HPC-FAIR: A Framework Managing Data and AI Models for Analyzing and Optimizing Scientific Applications
PI: Chunhua Liao, Lawrence Livermore National Laboratory
Co-PIs: Xipeng Shen, North Carolina State University, Murali Emani, Argonne National Laboratory, Tristan Vanderbruggen, Lawrence Livermore National Laboratory
Supercomputers increasingly rely on hierarchical and heterogeneous node architectures for improved performance and efficiency. Artificial intelligence (AI) and machine learning (ML) techniques have been widely studied to address various challenges of productively and efficiently running scientific applications on supercomputers. These approaches are limited, however, because it is extremely difficult to generate, access, and maintain high-quality training data needed to drive ML-based research. The overarching goal of this proposal is to develop a generic High Performance Computing data management framework (named HPC-FAIR) to make both training data and AI models of scientific applications findable, accessible, interoperable, and reusable.
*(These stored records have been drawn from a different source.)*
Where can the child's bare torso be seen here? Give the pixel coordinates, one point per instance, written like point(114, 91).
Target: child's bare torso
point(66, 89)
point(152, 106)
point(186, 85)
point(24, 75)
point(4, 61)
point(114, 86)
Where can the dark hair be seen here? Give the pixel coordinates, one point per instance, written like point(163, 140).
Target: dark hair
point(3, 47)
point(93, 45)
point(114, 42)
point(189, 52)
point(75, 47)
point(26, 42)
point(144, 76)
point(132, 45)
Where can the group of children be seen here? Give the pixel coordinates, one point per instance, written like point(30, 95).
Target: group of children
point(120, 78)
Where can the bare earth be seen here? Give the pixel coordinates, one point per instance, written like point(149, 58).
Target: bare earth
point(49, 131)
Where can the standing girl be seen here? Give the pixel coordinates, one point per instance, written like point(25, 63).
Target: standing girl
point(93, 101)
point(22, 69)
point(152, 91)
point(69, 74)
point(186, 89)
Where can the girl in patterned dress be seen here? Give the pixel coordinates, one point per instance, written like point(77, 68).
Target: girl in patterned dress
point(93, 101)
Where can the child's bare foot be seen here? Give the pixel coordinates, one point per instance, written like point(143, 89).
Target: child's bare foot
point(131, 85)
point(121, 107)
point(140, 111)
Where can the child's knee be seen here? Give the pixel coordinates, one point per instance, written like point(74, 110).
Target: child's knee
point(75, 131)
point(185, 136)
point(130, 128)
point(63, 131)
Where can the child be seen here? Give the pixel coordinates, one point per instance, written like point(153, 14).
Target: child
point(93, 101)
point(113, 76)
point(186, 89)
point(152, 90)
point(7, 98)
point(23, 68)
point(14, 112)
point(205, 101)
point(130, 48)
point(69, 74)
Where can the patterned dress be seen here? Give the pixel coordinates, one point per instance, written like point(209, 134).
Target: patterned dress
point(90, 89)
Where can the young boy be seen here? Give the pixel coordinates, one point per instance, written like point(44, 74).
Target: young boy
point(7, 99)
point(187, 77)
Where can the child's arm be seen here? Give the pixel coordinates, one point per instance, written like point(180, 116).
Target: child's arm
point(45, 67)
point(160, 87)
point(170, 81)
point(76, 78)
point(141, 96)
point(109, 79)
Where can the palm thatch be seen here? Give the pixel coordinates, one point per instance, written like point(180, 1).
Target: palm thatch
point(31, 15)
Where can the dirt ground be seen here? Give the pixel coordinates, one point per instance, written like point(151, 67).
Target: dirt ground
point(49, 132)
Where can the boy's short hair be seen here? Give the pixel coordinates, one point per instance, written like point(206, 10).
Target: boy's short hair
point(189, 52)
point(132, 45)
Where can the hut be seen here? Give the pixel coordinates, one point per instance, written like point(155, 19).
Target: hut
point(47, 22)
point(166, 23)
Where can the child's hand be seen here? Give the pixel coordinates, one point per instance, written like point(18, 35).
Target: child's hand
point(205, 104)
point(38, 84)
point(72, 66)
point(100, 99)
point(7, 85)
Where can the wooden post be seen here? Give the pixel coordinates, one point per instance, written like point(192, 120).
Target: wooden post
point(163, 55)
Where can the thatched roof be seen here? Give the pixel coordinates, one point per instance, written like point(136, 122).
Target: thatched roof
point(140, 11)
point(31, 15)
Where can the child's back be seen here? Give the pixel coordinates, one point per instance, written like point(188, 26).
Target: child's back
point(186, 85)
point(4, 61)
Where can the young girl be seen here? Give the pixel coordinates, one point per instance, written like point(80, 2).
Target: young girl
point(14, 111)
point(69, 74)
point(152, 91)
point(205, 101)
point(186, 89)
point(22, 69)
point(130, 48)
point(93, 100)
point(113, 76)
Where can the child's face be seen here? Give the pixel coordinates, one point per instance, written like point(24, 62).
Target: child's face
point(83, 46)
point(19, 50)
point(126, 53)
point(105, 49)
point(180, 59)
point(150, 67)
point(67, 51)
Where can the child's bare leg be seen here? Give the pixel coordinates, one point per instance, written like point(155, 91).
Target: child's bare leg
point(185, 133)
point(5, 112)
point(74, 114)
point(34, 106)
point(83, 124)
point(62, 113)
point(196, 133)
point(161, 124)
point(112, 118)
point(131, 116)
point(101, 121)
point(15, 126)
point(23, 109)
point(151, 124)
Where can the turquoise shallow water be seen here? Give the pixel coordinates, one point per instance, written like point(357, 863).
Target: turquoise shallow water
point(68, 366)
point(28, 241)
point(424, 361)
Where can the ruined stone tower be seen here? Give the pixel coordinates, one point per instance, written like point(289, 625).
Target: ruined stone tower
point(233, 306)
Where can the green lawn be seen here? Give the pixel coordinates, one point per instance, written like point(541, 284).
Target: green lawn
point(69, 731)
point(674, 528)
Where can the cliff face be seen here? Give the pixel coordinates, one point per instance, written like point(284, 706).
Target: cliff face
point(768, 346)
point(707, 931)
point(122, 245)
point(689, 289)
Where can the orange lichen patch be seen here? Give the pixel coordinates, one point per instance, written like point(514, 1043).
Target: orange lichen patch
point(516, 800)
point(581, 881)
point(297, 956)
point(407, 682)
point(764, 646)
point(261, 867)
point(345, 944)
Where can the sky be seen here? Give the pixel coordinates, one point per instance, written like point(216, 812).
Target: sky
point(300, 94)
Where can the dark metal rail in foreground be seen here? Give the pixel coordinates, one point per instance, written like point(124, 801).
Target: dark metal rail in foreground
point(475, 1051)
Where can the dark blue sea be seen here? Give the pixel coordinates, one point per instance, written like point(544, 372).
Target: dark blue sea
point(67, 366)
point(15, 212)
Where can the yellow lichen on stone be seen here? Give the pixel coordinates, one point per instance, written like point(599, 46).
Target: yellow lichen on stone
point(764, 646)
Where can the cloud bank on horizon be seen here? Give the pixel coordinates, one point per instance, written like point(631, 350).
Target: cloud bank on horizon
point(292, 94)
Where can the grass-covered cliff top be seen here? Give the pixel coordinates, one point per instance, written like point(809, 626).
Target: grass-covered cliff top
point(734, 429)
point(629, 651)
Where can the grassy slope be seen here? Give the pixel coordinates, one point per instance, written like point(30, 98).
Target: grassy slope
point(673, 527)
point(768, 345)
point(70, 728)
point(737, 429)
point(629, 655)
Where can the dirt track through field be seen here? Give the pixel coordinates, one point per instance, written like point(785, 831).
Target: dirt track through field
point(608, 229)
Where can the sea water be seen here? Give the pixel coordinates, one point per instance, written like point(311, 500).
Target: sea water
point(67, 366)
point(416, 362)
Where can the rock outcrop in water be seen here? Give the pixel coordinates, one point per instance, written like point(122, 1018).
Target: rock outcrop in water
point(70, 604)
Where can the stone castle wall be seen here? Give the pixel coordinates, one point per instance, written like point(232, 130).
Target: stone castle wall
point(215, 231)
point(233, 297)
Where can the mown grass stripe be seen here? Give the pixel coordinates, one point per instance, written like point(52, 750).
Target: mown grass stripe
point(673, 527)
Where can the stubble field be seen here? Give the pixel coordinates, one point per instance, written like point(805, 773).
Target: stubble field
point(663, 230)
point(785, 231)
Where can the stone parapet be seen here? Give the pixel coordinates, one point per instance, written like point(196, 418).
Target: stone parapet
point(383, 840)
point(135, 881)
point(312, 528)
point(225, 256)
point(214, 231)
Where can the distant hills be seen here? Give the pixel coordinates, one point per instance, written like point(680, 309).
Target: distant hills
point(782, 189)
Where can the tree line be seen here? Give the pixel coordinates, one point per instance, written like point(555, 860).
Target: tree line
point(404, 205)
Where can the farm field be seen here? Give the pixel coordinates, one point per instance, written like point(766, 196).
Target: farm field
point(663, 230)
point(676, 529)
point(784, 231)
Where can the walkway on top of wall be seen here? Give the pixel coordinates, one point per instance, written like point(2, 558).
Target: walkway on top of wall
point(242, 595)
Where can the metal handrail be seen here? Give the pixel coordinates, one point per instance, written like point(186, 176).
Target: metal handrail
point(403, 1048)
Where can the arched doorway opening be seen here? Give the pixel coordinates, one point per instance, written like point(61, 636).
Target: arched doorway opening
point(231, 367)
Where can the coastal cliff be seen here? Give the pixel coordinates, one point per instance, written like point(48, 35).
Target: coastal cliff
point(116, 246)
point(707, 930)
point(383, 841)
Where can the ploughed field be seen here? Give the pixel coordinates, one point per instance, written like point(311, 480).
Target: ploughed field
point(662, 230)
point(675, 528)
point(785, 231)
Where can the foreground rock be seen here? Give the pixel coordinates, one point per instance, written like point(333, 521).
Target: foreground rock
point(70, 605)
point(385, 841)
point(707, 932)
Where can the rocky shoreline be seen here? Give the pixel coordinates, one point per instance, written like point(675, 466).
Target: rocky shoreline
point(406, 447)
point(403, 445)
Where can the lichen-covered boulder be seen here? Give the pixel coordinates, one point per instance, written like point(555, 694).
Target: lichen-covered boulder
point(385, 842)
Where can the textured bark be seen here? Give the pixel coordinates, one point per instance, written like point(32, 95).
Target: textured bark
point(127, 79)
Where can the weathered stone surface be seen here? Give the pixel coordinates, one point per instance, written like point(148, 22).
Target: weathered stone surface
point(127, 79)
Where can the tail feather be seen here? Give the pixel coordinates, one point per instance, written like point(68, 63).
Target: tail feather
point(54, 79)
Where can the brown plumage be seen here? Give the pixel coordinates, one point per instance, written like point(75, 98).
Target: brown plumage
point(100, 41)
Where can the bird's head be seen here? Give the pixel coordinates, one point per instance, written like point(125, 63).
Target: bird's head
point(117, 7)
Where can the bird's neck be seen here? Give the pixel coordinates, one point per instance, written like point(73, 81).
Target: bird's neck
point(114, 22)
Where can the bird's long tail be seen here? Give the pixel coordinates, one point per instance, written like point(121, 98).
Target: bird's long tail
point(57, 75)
In particular, we will focus on the following innovations:
- Collecting and generating a set of representative training data and AI models
- Developing program pattern analysis and translation tools to augment, correlate and annotate data from multiple sources
- Designing an internal representation (called Data IR) for representing both training data and AI models
- Providing easy access and user interfaces
- Studying a workflow synthesizer to automatically convert user queries into optimized sequences of data processing function calls
The outcome of the proposed project is anticipated to fundamentally improve the Findability, Accessibility, Interoperability, and Reusability (FAIR) of both training data and AI models, thereby driving innovation in AI and ML. The datasets and AI models from HPC-FAIR will also serve as common baselines to quickly, consistently, and fairly evaluate new AI models for quality, complexity, and overhead. While we pick the example domain of analyzing and optimizing scientific applications, the developed techniques will be directly applicable to manage datasets and AI models for any other scientific domains.